How to help teen girls navigate the ups and downs of their first job

By Jill Zelmanovits, CEO and Keynote Listener, Girl Guides of Canada

Whether they’re life guarding, scooping ice cream or babysitting, a job can seem like a pretty great way for a teenage girl to spend her summer. Meeting friends, building up her resume and adding to her bank account – what could be better? Well it turns out that a girl’s summer job can also come with workplace hazards like harassment and getting paid less than the boys she works with.

As our new report Girls on the Job reveals, 13% of girls ages 12-18 experience sexual harassment or assault during their summer jobs – whether it’s cat-calls or being subjected to sexual jokes or unwanted touching.
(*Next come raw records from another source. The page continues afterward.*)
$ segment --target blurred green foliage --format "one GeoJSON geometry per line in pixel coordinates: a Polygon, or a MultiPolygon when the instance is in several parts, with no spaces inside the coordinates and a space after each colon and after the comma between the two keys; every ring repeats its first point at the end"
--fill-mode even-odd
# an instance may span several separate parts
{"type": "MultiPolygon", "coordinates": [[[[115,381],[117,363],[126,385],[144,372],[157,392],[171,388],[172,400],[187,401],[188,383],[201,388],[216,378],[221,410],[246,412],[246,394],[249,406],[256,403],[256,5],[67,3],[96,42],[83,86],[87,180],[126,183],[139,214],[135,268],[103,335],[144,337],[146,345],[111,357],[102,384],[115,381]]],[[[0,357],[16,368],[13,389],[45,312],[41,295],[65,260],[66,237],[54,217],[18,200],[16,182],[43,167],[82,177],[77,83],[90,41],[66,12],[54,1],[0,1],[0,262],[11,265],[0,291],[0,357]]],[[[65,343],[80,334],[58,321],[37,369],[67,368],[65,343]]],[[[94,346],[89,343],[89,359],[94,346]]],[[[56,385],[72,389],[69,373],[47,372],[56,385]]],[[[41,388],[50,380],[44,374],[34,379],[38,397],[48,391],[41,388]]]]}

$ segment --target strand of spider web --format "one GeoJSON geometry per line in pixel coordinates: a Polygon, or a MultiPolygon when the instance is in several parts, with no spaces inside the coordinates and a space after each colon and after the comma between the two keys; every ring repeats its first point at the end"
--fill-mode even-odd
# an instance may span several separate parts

We also discovered a nearly $3.00 per hour gender wage gap in full-time summer jobs between girls and boys. Yes, the wage gap starts young.

When my own daughter started babysitting as a teenager, I didn’t pay too much attention to her workplace experience. (And yes, babysitting is a real job.) But after she told me what she was getting paid – which seemed kind of low to me – I wondered if I was inadvertently setting her up for a working life of lowballing her own pay expectations. As parents there’s plenty we can do to boost our daughters as they jump into the world of work:

Encourage her to negotiate
Whether it’s for her allowance or how many friends she can have for a sleepover, be open to hearing your daughter negotiate and advocate for herself. If your daughter is starting to work, help her role play conversations with potential employers. Encourage her to ask questions about pay and job expectations and help her make it a habit to advocate for herself.

Talk about money and pay
Summer jobs are the perfect opening for talking with your daughter about the value of money and what her time and skills are worth. Before she starts a job, take time to discuss how pay rates are set and help her figure out the going rate for the kind of work she’s doing. If she’s in Girl Guides, look for the Money Sense activities in our Girls First program for ideas on talking about money.

Connect her with role models
At Girl Guides, we know the powerful benefits of giving girls opportunities to connect with women mentors from all backgrounds. Your daughter might already have big ideas and dreams about her future. Work together to identify women you already know who’ve done amazing things or work in a field your daughter is interested in.

Empower her to jump in
Your daughter may already have big ideas for her future or she might still be thinking about dozens of different options. The summer is a great time for her to explore what’s open to her. Perhaps she’s interested in landscaping instead of retail, or more curious about working at a soccer camp instead of babysitting. Encourage her to jump into whatever sector she’s interested in. Be there to support her if she needs it.